Die meisten fischen einfach nur mit Kunstködern und fangen auch so ihre Barsche. Die kämen vermutlich nie im Leben drauf, diese gegen einen aktiv geführten Köderfisch zu tauschen.

Der Ziereis war nicht ganz umsonst mit seinen "Drachkos", oder wie er sie nennen mag, beim FuF Wettfischen so erfolgreich.


----------



## Thomas9904 (21. November 2017)

*AW: Die besten Großbarschköder*

Bis jetzt hat der Köfi am Anfang jedenfalls (noch) die Nase vorn ;-)


----------



## honeybee (21. November 2017)

*AW: Die besten Großbarschköder*

Schade....keine Mehrfachnennungen möglich......

Meine großen kamen bisher alles auf Spinner der Gr.5 oder eben auf Gufi.
Ich kann mich nun sehr schlecht entscheiden.
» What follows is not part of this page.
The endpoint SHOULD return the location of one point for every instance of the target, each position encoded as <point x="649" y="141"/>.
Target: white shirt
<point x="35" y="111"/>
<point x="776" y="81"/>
Wähle aber den Gummiköder.


----------



## kati48268 (21. November 2017)

*AW: Die besten Großbarschköder*

Die Barsche der größeren Kategorie waren bei mir allesamt entweder
- Fänge in Gewässern, wo das Durschnittsgewicht eh schon deutlich höher ist, als in meinen Hausgewässern, also z.B. an Rhein-Buhnen (GuFi od. Wobbler, hab dort aber eh nie was anderes benutzt)
oder
- Beifänge mit Naturködern beim Ansitz; Biss auf zappelnden KöFi beim Hechtangeln (trotz grober Montage), auf Wurm beim Feedern oder Aalangeln,...

Darum: wenn ich daheim gezielt auf große Barsche angeln würde, dann Ansitz mit Naturködern & viiiel Zeit oder aktiv mit toten KöFis.


----------



## Fruehling (21. November 2017)

*AW: Die besten Großbarschköder*



Thomas9904 schrieb:


> ...Barsche sind zwar langsam waschende Raubfische,...



Hier in NRW waschen die schon normal schnell... 

Bei mir kamen die Dicksten, bis 45, ausnahmslos auf quirlige Tauwürmer. Irrläufer auf große Spinnerbaits, die selbstverständlich für Hecht gedacht waren, lasse ich außen vor.

Ganz beachtlich übrigens die kleinen Barsche bis 20, die sich oft an Ködern vergreifen, die deutlichst größer als sie selber sind. Sauber gehakt allesamt, also nicht geratzt.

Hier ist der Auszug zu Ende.